Though general manager Nick Caserio and new coach David Culley won’t say that they’re planning to start Taylor this season, everything that’s happened in practices this week has shown that they expect Taylor to replace Watson.
Watson led the NFL in yards passing last season and signed a four-year, $156 million contract extension with the Texans last offseason. But he became unhappy with the direction of the team and requested a trade in January after the Texans, who won the AFC South in 2018 and ’19, slipped to 4-12 last season.
His future was further clouded in March after 22 women filed lawsuits alleging that he sexually assaulted or harassed them. Houston police and the NFL are investigating the allegations, but no charges have been filed.
Watson still wishes to be traded and reported to camp solely to avoid being fined. He has been on the field for Houston’s first three practices but has only participated in individual work while Taylor and quarterbacks Davis Mills and Jeff Driskel have taken all the snaps during team drills.
Culley was an assistant with the Bills when Taylor played there and raved about his experience and leadership.
“He’s been there, and he’s done that,” Culley said. “He’s one of our guys right now, he’s been doing a nice job, he’s got a lot of experience. He’s been a starter in his league, he’s taken teams to playoffs in this league and right now with the competition that we are having, he’s right in the mix and doing his thing.”
Taylor signed a one-year deal with the Texans the day after the first lawsuit was filed against Watson. At the time it appeared Taylor would serve as Watson’s backup, but as the lawsuits piled up and Watson’s stance on the trade didn’t change, it started to look like he’d be taking over at QB.

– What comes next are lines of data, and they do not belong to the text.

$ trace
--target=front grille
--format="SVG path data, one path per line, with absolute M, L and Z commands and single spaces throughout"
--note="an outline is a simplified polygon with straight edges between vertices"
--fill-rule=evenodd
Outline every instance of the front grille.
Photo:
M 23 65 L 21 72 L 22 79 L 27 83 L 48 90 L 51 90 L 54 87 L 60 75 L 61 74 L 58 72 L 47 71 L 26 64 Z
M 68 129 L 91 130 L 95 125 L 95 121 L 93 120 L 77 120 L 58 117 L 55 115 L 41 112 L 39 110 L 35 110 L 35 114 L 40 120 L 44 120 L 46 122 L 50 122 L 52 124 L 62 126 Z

Despite that, Taylor was careful not to say too much about his expected role when he spoke to reporters on Friday for the first time in camp.
“I feel comfortable being on the field,” he said. “It’s been a good three days. We’ve done a lot of good things on offense and continue to keep correcting and building as training camp continues.
“Me and Deshaun are friends,” Taylor added. “We’ve known each other for a number of years now. We’ve had conversations on the field, off the field, about football, about life. Everything has been a positive conversation, and it will continue to be that way.”
Taylor joined the Texans after a tumultuous 2020 season with the Chargers. He spent two years with the Chargers, backing up Philip Rivers in his first year before moving into the starting role last season.
He only started one game before being sidelined when a team doctor accidentally punctured his lung when giving a painkilling injection for a rib injury. By the time he recovered he had lost his starting job to Justin Herbert, who became the Offensive Rookie of the Year.
Taylor, entering his 11th NFL season, takes time each offseason to reflect on his work the year before and set goals for the next year. He refused to call his most recent reflection painful despite the medical mishap that derailed his season.
“I believe everything happens for a reason,” he said. “Whether you understand it or not you have to find the positive of everything. I’m completely healthy now… it wasn’t a hard thing to reflect on. Maybe it wasn’t what I (would have) liked to see happen last year, but you move forward, and you learn, and I definitely learned from it.”